How to Pick High Protein Quality Foods | Tennis Conditioning

Hi Guys, Today I’ll introduce to you how to pick
high protein foods. I’ll talk about what protein is, amino acids,
protein synthesis, protein digestion & absorption, protein quality and high-quality protein food
sources. Most people associate protein with strength
and meat with protein. So is eating tons of meat efficient in making
you stronger? Not really. Meat is one good source of protein but so
are eggs, milk, and grains & vegetables. Learn about protein quality and available
protein sources in your diet. Amino means “nitrogen containing”. So amino acids are the building blocks of
proteins. There are a total of 20 amino acids; 9 are
essential amino acids, which means the body CANNOT synthesize them, and the remaining
11 amino acids are non-essential, meaning the body can synthesize them. Protein synthesis occurs at the cellular level
by ribosomes, which actually make proteins for intracellular and extracellular purposes. Proteins for intracellular purposes are synthesized
by free-floating ribosomes in the cytoplasm, whereas proteins for extracellular purposes
are synthesized inside the rough endoplasmic reticulum.

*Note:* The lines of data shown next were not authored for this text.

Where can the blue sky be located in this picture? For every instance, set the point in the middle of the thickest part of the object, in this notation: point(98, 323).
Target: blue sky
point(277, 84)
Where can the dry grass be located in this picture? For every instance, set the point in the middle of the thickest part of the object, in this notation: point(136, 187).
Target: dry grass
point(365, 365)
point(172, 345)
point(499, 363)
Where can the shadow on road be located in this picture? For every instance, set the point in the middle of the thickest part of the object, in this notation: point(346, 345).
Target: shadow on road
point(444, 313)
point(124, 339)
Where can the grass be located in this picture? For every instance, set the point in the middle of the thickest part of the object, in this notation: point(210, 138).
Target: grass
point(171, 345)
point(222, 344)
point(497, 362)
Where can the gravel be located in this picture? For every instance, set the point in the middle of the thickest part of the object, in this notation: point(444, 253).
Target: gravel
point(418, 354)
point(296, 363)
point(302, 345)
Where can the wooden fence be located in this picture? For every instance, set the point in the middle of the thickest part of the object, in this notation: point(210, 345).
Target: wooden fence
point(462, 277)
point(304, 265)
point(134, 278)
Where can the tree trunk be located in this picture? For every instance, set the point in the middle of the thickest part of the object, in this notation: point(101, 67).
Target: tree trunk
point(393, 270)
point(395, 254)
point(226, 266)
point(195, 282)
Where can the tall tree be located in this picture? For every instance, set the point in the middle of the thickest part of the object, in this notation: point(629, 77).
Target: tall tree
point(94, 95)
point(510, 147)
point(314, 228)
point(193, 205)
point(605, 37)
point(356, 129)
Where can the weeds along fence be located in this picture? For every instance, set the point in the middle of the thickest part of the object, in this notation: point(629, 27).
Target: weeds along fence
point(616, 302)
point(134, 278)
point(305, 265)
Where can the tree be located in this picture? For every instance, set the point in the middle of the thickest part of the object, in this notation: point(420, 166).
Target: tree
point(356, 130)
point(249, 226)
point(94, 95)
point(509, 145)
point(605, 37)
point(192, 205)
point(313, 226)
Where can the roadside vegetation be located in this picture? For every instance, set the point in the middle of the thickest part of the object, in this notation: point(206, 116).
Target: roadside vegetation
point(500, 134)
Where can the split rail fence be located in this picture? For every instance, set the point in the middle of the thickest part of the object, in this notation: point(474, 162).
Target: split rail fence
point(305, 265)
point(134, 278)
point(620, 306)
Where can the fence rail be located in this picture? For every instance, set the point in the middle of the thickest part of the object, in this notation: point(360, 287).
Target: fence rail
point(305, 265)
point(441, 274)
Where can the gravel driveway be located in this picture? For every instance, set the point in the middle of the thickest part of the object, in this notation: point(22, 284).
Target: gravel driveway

Ok, here are the 5 steps of protein synthesis: 1. DNA in the nucleus contains information
necessary for protein synthesis 2. The transcription of the DNA information
results in a message (called mRNA), which contains the “blueprint” for protein synthesis 3. mRNA exits the nucleus and moves to ribosomes,
where protein synthesis occurs based on the information from the mRNA 4. Transfer RNA (tRNA) transport amino acids,
which are building blocks for proteins, to the ribosomes 5. The message contained in the mRNA is being
translated and amino acids are linked together to form proteins When you eat foods that contain protein then
the body doesn’t store that food protein directly but breaks it down to amino acids
from which the body then can make its own protein. Proteins are partially broken down in the
stomach via the enzyme pepsin before they move into the small intestine, where they
are further broken down and digested. The amino acids can be used to provide energy
or to make other needed compounds. All amino acids that are not immediately being
used are transported to the liver via capillaries. The quality of protein is based on two factors: 1. Digestibility
2. Amino Acid Composition In order to provide the amino acids for protein
synthesis, the body breaks down the protein from food sources into amino acids. The protein’s food sources influences its
digestibility and hence rate of availability. In general, animal proteins have a high digestibility,
about 90 – 99%. Plant proteins on the other hand only have
a digestibility of 70 – 90%, soy protein being the exception with over 90%. In order to synthesize protein, the body needs
to have all the amino acids that are needed available at once. The liver can produce any non-essential amino
acids but the diet has to supply any essential amino acids, otherwise the body breaks down
its own protein, for example muscle protein, to obtain them. In other words, the more essential amino acids
the protein provides, the higher its quality. Apart from soy protein, plant protein from
vegetables, nuts, seeds, grains, and legumes are lower in quality because they lack one
or more essential amino acids. Consuming a combination of the aforementioned
vegetable proteins enhances the quality of proteins but it is not very convenient. Food sources for high-quality protein are
meat, fish, poultry, soy products, cheese, eggs, yogurt and milk.